LII

126 11 4
                                    

- Jeśli to ostatnia kobieta, to co dalej? - w końcu odważyłem się spytać. Przez większość drogi jechaliśmy w aucie o prędkości, która zmuszała mnie do trzymania się uchwytu w trosce o własne życie. A należy dodać, że zwykle o to nie dbam.

- Może jakiś rytuał? - odparł Nick. - Nie wiem, ty go znasz.

- Ale on taki nie był.

- No to nie wiem.

- A co wiesz, Fury? - spytał Tony przez chyba jakiś komunikator w samochodzie Nicka.

- A coś wie?

- No chyba właśnie nie.

- Możecie, kurwa, przestać? - Nick podniósł głos. - To jest poważna sprawa, nie mamy pierdolonego czasu gadać o jakiś bzdetach.

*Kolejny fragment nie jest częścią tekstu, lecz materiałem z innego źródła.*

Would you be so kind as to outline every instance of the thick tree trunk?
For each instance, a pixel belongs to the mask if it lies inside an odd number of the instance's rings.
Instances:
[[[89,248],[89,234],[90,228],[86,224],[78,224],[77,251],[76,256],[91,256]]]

- Zapytałem, czy wiesz może, co on planuje, bo sorry, ale ja się nie nadaję na pieprzonego stratega, mimo twoich nieziemskich nauk, jakimi mnie raczyłeś, gdy byłem mały.

- Najwidoczniej nie słuchałeś, bo nigdy ci to dobrze nie wychodziło.

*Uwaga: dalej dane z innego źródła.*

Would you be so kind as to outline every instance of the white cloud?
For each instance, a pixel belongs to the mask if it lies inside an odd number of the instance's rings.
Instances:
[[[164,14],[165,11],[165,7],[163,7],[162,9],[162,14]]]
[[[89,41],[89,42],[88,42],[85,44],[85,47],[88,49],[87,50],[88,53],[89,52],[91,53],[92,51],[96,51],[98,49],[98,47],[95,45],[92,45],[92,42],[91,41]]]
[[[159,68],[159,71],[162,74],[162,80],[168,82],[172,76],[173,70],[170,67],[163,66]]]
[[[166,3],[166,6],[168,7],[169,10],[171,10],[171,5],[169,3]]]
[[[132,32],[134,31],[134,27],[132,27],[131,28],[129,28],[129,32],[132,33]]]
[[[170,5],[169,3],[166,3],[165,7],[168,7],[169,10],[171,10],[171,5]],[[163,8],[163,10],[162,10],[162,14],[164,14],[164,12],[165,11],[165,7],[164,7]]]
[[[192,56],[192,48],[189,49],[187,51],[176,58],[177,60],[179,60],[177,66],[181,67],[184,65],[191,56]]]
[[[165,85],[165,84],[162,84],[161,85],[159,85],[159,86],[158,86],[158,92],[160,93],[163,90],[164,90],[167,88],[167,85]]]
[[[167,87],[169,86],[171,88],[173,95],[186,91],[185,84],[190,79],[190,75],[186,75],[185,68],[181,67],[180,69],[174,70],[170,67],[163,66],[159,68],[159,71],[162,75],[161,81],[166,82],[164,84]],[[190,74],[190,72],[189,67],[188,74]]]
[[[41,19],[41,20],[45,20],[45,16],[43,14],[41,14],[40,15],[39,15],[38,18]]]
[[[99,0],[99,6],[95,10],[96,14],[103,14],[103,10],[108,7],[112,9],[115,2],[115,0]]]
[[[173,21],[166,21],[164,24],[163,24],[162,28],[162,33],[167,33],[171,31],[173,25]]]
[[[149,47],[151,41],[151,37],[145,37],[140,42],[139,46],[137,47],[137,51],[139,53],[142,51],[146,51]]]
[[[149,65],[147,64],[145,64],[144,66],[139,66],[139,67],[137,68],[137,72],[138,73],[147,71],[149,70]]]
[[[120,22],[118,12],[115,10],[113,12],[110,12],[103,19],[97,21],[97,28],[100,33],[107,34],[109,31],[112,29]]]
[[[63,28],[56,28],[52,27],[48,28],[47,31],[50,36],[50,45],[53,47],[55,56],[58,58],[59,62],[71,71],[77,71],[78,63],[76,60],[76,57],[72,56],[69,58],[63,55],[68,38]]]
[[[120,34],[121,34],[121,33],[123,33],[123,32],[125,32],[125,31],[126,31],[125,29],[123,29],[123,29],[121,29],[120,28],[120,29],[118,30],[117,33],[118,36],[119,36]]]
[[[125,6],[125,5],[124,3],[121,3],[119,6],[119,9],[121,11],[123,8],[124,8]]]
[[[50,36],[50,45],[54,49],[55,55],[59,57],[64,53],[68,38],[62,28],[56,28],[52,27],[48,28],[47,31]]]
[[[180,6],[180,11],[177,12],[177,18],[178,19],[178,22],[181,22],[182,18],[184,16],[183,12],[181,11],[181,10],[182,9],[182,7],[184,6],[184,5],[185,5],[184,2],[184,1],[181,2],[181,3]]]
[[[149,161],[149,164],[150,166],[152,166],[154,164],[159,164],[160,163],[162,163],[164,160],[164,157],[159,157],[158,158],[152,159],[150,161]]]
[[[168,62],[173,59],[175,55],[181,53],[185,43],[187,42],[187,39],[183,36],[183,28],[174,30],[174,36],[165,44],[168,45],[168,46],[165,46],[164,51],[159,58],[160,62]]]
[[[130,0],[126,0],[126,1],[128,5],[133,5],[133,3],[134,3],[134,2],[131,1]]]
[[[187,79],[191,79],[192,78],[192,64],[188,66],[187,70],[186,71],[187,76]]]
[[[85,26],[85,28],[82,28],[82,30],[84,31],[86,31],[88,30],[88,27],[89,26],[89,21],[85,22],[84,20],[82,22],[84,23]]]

- Byłem pieprzonym dzieckiem. - Poczułem, jak pod powiekami zbierają mi się łzy. - A ty wykorzystałeś to, że nie miałem nikogo i łapałem się wszelkiej jebanej pomocy.

- Pomagałem ci, jak mogłem. To nie moja wina, że... - Usłyszałem sygnał, oznajmiający rozłączenie połączenia i poczułem, jak Tony gwałtownie zjeżdża na pobocze. Wyłączył samochód i z niego wyszedł. Nie wiedziałem, jak mam zareagować, dlatego nadal siedziałem w miejscu podczas, gdy pan Stark okrążył pojazd.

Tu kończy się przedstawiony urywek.